Wir haben Ihnen Steueränderungen bzw. Steuerinformationen aus dem Steuerjahr 2009 hier zur Verfügung gestellt. Diese werden von uns nicht mehr aktualisiert. Sie dienen jediglich zu Ihrer Information.

Berechnung darf vom Gesamtobjekt erfolgen...

Datum: 28.01.2009 | Rubrik: Grunderwerbsteuer
Die Erhebung von Grunderwerbsteuer auf eine noch zu erbringende Bauleistung beim Erwerb eines unbebauten Grundstücks ist zulässig. Diese hoch umstrittene Frage hat jetzt der Europäische Gerichtshof (EuGH) entschieden (Az. C - 156/08). Damit hat sich die Hoffnung von Bauherren zerstreut, nur Abgaben auf den nackten Grund und Boden zahlen zu müssen. Denn ihre bisherigen Grunderwerbsteuerbescheide waren hinsichtlich des beim EuGH anhängigen Verfahrens bislang nur vorläufig festgesetzt worden. Da diese Zweifel nun beseitigt sind, können die Bescheide jetzt endgültig und ohne Erstattung ergehen.

Die Erhebung von Grunderwerbsteuer auf künftige Bauleistungen durch die Einbeziehung in die Bemessungsgrundlage beim Erwerb eines noch unbebauten Grundstücks verstößt nach Ansicht der Richter aus Luxemburg aber nicht gegen EU-Recht, auch wenn diese Bauleistungen zugleich der Umsatzsteuer unterliegen. Deutschland ist nämlich nach keiner EU-Richtlinie daran gehindert, beim Erwerb eines noch unbebauten Grundstücks künftige Bauleistungen in die Bemessungsgrundlage für die Grunderwerbsteuer einzubeziehen und somit einen Vorgang zusätzlich mit weiteren Steuern zu belegen.

Der EuGH-Beschluss belastet Bauherren enorm.

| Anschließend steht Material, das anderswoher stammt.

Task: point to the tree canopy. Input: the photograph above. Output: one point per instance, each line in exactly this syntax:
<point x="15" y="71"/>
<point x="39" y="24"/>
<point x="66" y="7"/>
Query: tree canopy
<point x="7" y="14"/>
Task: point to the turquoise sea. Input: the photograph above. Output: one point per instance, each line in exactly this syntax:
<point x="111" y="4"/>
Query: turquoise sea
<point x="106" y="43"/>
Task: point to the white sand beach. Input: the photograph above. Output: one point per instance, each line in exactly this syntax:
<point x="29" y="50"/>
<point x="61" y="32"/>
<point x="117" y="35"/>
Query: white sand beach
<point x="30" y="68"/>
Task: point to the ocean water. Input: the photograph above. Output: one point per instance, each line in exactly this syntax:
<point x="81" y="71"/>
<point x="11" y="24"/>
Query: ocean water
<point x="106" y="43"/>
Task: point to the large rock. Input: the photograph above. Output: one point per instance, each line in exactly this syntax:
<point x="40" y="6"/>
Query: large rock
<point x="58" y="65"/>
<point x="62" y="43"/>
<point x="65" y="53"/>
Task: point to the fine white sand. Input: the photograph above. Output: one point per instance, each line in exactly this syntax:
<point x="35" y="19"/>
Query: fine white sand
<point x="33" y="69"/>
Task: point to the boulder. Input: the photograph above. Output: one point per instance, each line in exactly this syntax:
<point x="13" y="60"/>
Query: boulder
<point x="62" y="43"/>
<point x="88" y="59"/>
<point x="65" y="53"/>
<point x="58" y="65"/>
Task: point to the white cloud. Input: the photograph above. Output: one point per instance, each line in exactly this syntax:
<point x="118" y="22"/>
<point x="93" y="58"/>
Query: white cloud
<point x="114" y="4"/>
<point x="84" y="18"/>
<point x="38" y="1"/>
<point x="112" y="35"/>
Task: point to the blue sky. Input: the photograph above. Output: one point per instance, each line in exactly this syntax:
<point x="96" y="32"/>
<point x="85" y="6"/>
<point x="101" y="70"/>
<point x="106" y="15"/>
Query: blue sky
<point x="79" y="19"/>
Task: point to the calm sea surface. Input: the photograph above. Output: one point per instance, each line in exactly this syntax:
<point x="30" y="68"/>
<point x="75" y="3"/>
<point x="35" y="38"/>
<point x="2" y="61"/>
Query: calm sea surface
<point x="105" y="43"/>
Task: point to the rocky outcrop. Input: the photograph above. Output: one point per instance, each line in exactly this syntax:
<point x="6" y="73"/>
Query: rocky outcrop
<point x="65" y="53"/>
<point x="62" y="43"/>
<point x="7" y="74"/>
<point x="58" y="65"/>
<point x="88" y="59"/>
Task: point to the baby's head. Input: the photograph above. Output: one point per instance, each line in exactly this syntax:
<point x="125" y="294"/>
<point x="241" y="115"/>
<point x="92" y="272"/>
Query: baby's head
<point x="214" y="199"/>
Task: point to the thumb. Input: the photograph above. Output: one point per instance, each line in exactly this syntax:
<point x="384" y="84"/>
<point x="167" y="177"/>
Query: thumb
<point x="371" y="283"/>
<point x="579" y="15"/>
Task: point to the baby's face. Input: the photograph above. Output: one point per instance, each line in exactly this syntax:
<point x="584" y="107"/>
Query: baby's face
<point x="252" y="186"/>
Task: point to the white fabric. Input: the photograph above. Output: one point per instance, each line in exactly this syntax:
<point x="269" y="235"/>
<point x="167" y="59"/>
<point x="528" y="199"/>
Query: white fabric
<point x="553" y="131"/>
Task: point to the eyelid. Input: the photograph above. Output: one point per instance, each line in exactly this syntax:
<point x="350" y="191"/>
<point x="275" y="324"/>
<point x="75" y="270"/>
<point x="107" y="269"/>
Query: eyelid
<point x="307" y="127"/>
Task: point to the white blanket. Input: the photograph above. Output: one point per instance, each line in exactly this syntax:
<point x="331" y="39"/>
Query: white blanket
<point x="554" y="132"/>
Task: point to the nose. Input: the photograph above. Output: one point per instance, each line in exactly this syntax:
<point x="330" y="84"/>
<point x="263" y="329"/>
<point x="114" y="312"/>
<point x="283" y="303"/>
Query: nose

Denn die Finanzämter erfassen verstärkt den Wert von Grund und Boden plus des errichteten Gebäudes. Damit hat sich die Bemessungsgrundlage deutlich verbreitert. Ausgehend von einer verschärften Rechtsprechung durch den Bundesfinanzhof gibt es grundsätzlich einen sachlichen Zusammenhang zwischen Grundstückskauf und Hausbau, auch wenn getrennte Verträge abgeschlossen wurden oder die Hausplanung inhaltlich maßgebend vom Erwerber beeinflusst ist.

Daher fällt die Grunderwerbsteuer immer öfters auf das Gesamtwerk an. Das sind dann neben Grundstücks- und Gebäudepreis anfallende Nebenkosten wie etwa vom Makler, für Sonderwünsche, der kapitalisierte Zins aus vorzeitigen Kaufpreiszahlungen sowie Erschließungskosten. Eine getrennte Behandlung und damit Steuer nur auf den Grund und Boden kommt nur noch in Betracht, wenn der Neubesitzer selbst nach einer passenden Baufirma Ausschau hält und hierbei keine Verbindung zum Verkäufer des Grundstücks nutzt.

Hinweis: Die einzelnen Bundesländer dürfen den Tarif jetzt durch die Föderalismusreform selbst bestimmen. Berlin hatte dies bereits zum 1.1.2007 genutzt, um den seit 1998 bundeseinheitlichen Satz von 3,5 auf 4,5 Prozent anzuheben. Mit Hamburg ist seit dem 1.1.2009 mit ebenfalls 4,5 Prozent ein weiterer Stadtstaat hinzugekommen. Weitere Bundesländer werden vermutlich noch folgen.
(Quelle: WISO SteuerNews)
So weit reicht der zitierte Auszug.